A cat that and a friend and I played a kind of cat-jenga with, using leaves. My cat, nicknamed Zencat, won, and is rumored to still be sitting there with leaves all over its head to this day.

Once I’d sorted my passport out at the embassy, I booked a ticket to Medellin to get to the American embassy, and also booked a place at the paragliding they do off one of the cliffs in Miraflores.

I headed there a couple of hours after I was due, as a friend hadn’t been able to make it, and met the guy who was going to be taking me up.

All the prep was done very quickly, and I paid the 18 or so pounds just before gearing up and being swept off the cliff by the sea winds.
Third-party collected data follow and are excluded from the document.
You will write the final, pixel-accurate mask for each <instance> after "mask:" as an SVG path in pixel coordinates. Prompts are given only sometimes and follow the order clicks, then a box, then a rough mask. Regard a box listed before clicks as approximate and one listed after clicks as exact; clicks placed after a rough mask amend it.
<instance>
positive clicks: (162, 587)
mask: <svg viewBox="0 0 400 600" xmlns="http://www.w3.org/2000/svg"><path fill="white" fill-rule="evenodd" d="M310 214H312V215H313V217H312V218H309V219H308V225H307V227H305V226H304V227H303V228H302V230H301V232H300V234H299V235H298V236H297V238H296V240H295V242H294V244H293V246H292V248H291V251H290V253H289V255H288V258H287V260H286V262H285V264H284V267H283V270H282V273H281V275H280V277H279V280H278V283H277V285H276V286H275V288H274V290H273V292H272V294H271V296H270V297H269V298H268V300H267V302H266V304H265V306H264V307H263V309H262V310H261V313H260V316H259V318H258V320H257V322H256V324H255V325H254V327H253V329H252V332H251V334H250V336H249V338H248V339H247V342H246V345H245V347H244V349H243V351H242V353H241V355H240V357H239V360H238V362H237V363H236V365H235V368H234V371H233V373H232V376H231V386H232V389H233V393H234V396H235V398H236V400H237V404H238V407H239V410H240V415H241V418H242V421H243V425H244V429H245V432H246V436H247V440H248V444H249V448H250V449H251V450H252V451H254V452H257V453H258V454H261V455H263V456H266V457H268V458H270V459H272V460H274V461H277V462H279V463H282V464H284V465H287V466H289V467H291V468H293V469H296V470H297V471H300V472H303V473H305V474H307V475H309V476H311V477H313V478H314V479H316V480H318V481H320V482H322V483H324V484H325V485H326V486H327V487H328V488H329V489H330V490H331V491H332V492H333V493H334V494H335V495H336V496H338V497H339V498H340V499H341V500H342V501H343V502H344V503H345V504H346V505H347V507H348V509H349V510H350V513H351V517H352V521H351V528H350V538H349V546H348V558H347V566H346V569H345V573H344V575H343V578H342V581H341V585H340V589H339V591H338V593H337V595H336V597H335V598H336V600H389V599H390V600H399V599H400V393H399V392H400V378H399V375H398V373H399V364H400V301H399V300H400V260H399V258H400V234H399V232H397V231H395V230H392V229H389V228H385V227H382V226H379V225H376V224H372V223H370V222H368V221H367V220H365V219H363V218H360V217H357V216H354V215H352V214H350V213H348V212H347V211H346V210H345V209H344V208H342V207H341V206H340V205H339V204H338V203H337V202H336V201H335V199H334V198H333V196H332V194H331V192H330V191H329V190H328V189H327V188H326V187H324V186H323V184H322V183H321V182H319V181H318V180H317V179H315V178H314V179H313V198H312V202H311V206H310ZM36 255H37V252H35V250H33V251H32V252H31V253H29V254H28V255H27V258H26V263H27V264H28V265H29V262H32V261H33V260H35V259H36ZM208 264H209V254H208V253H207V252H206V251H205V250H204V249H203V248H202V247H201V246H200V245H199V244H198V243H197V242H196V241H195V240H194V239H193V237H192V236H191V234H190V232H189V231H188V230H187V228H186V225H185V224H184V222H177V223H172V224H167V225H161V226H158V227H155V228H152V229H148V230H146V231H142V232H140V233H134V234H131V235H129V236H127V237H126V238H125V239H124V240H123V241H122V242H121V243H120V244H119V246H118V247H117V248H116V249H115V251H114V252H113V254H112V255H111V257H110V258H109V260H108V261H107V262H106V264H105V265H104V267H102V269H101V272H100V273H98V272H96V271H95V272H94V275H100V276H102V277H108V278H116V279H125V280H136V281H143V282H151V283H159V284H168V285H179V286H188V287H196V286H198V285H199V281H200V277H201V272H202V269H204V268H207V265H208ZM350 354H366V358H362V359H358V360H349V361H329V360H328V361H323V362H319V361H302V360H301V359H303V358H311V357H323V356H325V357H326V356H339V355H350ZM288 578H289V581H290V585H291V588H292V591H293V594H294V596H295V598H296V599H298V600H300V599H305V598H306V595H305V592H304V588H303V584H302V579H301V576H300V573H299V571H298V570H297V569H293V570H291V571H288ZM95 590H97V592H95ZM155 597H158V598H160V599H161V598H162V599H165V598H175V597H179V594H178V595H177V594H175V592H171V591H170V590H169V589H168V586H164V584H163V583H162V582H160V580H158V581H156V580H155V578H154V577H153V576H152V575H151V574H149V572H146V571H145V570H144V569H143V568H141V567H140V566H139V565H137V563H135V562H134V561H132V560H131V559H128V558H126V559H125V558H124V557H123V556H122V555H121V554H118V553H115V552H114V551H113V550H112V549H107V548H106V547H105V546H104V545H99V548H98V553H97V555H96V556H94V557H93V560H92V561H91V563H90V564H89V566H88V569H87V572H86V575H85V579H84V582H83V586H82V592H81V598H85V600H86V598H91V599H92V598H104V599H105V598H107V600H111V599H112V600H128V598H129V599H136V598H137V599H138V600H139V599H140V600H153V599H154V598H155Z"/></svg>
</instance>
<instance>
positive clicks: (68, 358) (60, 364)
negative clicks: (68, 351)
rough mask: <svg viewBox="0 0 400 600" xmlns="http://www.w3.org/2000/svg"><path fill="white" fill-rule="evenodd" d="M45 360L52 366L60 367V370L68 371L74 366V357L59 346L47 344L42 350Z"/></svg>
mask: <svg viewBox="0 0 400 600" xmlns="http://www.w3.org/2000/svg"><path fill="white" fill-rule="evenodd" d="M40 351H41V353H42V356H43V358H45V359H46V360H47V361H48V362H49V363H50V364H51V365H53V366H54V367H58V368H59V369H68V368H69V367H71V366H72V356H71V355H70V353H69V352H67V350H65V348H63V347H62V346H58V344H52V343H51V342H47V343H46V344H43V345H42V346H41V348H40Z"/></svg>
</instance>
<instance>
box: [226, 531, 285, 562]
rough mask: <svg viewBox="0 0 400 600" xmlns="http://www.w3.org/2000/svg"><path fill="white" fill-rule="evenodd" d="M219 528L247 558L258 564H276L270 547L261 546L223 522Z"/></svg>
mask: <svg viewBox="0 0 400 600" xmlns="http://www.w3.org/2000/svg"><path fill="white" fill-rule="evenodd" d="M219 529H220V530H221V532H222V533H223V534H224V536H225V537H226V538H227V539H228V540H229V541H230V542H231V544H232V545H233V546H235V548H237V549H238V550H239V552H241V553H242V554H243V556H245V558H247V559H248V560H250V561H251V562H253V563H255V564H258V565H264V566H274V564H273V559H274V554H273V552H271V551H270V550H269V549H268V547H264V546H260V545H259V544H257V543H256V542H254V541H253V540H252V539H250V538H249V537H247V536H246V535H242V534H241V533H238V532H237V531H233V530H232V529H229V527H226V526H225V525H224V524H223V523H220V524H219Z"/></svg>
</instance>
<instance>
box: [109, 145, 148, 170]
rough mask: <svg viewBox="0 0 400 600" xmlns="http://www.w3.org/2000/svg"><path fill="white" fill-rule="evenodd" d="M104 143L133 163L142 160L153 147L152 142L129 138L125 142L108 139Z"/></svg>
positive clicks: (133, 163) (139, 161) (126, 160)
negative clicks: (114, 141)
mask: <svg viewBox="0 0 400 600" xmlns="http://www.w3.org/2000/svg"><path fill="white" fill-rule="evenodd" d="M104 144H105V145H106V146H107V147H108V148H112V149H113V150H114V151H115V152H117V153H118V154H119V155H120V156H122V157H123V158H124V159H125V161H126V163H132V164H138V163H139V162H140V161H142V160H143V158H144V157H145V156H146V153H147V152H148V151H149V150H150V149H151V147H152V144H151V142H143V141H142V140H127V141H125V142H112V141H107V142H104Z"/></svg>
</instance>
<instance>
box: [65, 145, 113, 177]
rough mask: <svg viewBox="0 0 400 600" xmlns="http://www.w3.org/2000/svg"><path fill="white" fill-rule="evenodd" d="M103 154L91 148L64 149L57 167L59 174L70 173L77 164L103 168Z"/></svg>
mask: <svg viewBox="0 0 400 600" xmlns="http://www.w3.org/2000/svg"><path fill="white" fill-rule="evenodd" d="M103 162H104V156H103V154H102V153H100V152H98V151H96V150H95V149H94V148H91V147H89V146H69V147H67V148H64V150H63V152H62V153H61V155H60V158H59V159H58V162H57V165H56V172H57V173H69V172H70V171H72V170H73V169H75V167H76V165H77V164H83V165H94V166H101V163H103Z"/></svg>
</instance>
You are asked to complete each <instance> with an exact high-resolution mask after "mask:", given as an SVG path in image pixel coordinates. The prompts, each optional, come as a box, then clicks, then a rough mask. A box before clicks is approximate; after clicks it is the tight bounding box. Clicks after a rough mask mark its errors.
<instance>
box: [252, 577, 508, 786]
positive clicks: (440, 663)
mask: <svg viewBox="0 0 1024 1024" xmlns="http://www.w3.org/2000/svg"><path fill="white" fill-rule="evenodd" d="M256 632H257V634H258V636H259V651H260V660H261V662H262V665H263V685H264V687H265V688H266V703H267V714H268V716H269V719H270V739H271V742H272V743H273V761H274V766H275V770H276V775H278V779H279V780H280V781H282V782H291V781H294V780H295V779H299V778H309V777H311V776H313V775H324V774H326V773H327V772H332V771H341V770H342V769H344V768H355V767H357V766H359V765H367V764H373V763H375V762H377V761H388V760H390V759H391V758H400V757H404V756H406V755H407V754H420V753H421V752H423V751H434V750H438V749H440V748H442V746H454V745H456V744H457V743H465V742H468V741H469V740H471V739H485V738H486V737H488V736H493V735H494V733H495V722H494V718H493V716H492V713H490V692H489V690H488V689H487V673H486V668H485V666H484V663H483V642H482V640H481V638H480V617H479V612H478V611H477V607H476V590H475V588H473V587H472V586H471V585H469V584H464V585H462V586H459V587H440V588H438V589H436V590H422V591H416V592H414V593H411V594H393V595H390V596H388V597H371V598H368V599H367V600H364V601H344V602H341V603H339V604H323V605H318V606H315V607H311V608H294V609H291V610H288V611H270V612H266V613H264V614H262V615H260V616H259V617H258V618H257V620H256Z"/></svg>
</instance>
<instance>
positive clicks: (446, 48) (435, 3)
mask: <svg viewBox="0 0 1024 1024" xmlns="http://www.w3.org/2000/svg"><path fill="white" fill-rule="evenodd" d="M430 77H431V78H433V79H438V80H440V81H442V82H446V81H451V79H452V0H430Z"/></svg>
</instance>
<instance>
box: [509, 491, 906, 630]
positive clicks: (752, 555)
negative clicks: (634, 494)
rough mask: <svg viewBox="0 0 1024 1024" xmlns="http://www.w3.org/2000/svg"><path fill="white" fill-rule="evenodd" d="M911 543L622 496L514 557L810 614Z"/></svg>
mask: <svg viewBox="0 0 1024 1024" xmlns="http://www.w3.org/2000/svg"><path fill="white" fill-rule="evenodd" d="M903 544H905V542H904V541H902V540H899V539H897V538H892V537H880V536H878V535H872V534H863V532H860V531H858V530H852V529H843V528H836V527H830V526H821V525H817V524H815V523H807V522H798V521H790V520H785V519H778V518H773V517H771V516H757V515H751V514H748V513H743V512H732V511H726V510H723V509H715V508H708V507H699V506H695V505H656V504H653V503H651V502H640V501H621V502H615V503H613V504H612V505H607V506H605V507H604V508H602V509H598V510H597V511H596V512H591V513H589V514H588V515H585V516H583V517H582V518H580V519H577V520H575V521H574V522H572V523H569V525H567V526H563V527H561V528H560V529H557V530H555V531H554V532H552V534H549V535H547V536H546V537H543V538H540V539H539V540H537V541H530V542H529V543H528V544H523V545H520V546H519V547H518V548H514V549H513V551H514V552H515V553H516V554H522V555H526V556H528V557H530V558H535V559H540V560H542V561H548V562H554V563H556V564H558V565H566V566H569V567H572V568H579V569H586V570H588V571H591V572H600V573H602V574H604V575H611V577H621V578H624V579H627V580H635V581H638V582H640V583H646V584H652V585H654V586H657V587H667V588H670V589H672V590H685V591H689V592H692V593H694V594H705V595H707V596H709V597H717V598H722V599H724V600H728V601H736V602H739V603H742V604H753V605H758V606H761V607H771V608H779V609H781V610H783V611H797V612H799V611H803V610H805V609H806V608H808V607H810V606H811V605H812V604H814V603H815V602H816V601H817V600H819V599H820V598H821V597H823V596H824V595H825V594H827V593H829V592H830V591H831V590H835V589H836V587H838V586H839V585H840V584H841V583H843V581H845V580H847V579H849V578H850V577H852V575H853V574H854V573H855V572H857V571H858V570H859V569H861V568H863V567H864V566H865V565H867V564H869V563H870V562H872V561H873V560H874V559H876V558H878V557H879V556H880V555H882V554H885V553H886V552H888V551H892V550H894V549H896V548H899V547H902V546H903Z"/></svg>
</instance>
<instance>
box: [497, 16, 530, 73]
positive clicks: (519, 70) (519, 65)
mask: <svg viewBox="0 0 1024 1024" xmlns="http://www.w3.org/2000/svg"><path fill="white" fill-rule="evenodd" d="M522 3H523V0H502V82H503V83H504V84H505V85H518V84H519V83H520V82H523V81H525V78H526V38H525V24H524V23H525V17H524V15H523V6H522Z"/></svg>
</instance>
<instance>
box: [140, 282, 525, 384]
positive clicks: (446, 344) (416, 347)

I had people tell me they were really scared about going paragliding, and someone in Medellin in Colombia even said they’d heard of people throwing up during it. I don’t quite understand this, as it’s effectively similar to being a bird. Tranquilo, serene, quiet. You get an awesome view of Miraflores, the sea, the beach, people playing tennis etc. The dude who brought me up (with a go pro attached), was trying to make it into some other extreme sport by shouting WOOOO in my ear, which I thought was a bit exaggerated, as by the end you do get a little bored. Overall though, paragliding is an awesome experience, and can be taken to the next level, as I would find out in Medellin.

 That night I went out with my American friend Rick and various other people from ours and other hostels, and although it was only dinner and pub afterwards, we had a great time. I hadn’t met many Scots in South America up to that point, so took it upon myself to discuss the independence movement with the three that were in attendance, which ended up with me writing something very inappropriate on their flag in the pub. Let’s just say it would confirm any suspicions Alex Salmond has about the English opinion of the movement.

Anyway, Lima’s a nice place, you just can’t stay there more than 3 days or so.